Results: No significant differences were found in patients’ health status (NPs vs. MDs) at six months (P = 0.92). Physiological test results for patients with diabetes (P = 0.82) and asthma (P = 0.77) were not different. For patients with hypertension, the diastolic value was statistically significantly lower for NP patients (82 vs. 85 mm Hg; P = 0.04). No significant differences were found in health services utilization at six months or one year. There were no differences in satisfaction ratings following the initial appointment (P = 0.88 for overall satisfaction). Satisfaction ratings at six months differed for one of four dimensions measured (provider attributes), with MDs rated higher (4.2 vs. 4.1 on a scale where 5 = excellent; P = 0.05).
Conclusion: In ambulatory care situations in which patients were randomly assigned to NPs or MDs, and where NPs had the same authority, responsibilities, productivity, administrative requirements, and patient population as MDs, patient outcomes were comparable.
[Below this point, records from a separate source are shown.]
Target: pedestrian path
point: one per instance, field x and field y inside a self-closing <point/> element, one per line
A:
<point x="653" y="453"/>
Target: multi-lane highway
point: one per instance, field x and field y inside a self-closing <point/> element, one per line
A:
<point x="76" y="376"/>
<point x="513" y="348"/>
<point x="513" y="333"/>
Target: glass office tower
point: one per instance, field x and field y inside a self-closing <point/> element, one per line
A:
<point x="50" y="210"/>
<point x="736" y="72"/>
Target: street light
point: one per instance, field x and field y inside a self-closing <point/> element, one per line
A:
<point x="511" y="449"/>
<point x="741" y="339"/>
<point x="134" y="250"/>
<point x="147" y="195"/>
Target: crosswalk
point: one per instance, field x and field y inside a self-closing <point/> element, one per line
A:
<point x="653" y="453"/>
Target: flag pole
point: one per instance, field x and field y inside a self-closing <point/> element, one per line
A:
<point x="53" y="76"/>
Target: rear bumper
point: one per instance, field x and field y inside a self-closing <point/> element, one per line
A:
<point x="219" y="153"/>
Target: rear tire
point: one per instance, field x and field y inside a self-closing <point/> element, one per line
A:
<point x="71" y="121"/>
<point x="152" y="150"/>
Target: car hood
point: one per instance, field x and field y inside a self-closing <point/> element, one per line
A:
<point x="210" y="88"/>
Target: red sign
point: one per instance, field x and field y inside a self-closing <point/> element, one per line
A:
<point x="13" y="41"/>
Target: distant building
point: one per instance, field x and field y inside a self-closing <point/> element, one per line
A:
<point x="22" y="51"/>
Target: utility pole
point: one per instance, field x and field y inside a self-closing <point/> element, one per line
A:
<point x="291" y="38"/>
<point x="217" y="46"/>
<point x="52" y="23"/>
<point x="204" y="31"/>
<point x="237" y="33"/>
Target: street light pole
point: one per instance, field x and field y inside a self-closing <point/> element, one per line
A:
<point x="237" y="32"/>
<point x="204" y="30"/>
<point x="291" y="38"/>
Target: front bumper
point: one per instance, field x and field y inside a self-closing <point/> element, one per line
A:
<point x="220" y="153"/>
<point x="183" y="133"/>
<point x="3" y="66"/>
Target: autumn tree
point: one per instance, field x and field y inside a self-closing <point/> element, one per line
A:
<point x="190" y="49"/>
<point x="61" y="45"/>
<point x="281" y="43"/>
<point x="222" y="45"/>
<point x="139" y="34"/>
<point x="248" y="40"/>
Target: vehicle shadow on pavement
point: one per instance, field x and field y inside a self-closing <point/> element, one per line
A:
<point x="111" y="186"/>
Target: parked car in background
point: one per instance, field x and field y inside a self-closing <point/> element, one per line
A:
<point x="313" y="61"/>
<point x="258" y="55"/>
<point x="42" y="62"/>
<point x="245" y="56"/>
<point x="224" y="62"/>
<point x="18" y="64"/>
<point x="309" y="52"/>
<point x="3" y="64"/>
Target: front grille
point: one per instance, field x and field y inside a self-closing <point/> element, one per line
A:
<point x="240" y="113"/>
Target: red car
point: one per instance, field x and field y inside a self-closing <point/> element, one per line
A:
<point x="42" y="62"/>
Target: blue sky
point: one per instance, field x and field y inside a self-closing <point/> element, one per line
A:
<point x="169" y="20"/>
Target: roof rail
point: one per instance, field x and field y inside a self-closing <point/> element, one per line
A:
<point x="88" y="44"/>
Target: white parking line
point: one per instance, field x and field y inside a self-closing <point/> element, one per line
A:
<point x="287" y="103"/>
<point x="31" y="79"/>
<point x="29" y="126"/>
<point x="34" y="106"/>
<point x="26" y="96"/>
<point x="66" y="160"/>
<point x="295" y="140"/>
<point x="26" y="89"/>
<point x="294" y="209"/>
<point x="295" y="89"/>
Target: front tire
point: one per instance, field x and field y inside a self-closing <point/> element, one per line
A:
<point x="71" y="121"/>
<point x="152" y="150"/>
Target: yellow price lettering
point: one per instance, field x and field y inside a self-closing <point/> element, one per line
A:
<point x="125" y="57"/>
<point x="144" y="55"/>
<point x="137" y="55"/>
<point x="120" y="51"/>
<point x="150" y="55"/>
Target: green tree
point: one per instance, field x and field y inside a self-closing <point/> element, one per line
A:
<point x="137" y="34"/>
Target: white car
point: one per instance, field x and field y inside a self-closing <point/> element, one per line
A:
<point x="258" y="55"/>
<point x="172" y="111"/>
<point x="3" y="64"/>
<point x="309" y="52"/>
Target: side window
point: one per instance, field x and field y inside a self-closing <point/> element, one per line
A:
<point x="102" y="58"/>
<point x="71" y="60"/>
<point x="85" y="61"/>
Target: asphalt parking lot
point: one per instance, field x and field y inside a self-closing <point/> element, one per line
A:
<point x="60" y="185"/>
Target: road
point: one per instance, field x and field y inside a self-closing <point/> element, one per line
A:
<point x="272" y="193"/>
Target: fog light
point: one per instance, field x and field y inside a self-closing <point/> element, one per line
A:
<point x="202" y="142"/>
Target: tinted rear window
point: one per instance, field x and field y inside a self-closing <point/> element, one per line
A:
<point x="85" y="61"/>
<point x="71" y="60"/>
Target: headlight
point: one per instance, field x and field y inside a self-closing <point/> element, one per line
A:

Comments: Previous studies have suggested that the quality of primary care delivered by NPs is equal to that of MDs. However, those studies did not measure NP practices with the same degree of independence as the comparison MD practices, nor did they directly compare outcomes between providers.
The general public and professional caregivers need to be aware that NPs can give equal care. Nurses have fought hard for reimbursement and this study demonstrates that their battles have been justified. NPs are now eligible for reimbursement from Medicaid in every state, and Medicare Part B and commercial insurance reimbursement for primary care services. As NPs seek to define their niche, they can refer to this study to bolster their own self-confidence as well as those with whom they work and serve.